> I recently purchased a Canon EOS 80D, I am a Debian (8.7) user. All this
> is quite new to me so it might be a newbie question rather than a
> problem with Darktable. Sorry beforehand if that is the case.
>
> TL;DR: http://imgur.com/a/eEipd
>
> When importing photos (CR2) into Darktable (2.0.7),
> colors/contrast/brightness... aren't the same as in the "Gnome Document
> Viewer" preview (and on the screen of my 80D).
What I suspect is happening here is that the version of the image that
the Gnome Document Viewer preview and the 80D are showing you comes from
a 'preview' JPEG that is embedded into the RAW file (most RAW files have
several preview JPEGs in them at various sizes). This preview JPEG has
had all of the camera-specific magic processing applied to it, including
any in-camera styles you either set yourself or that Canon applies by
default.
The darktable picture seems to be from the darkroom, where darktable
is processing the RAW itself from scratch. This from-scratch processing
almost never exactly duplicates the camera's own processing (partly
because camera makers never tell anyone what the in-camera stuff is
actually doing), and is sometimes not at all similar to it depending on
what settings the camera and darktable have. Generally the further from
'basic neutral' you have the camera on, the more divergence there is
going to be.
(Note that most cameras don't come set to 'basic neutral' out of the
box; usually their default picture setting is more cranked up than that,
because it looks nicer on the back of the screen and when people just use
the JPEG defaults.)
This is an issue in any RAW processor (apart from the ones from the
camera companies themselves), because none of them know exactly what
the in-camera processing is doing. Some RAW processors devote more
engineering and development effort to closely matching the straight
out-of-camera processing than others do, and so will come closer to the
look of those JPEGs by default. My impression is that darktable chooses
to focus development efforts elsewhere, so it winds up not necessarily
very close for many cameras and many camera styles.

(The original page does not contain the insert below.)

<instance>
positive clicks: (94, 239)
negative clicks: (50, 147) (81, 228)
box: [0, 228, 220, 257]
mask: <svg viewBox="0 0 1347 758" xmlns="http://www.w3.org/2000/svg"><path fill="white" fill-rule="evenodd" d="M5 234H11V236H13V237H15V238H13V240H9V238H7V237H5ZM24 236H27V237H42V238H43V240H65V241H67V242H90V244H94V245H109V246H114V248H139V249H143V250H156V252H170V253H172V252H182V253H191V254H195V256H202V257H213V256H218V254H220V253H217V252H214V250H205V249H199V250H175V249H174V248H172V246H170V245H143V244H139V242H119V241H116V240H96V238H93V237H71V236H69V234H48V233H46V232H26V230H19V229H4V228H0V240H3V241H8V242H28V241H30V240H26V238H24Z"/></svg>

(There are ways to get it closer in some areas if you want to do
some hand work. There are darktable tools that take some RAWs and
some corresponding JPEGs and work out much of the intensity/contrast
mapping between them to create a custom 'base curve' for the camera and
style. However cameras also often add things like colour shifts and
various sorts of sharpening and so on, and those are generally not going
to be duplicated through the base curve's mapping of intensities.)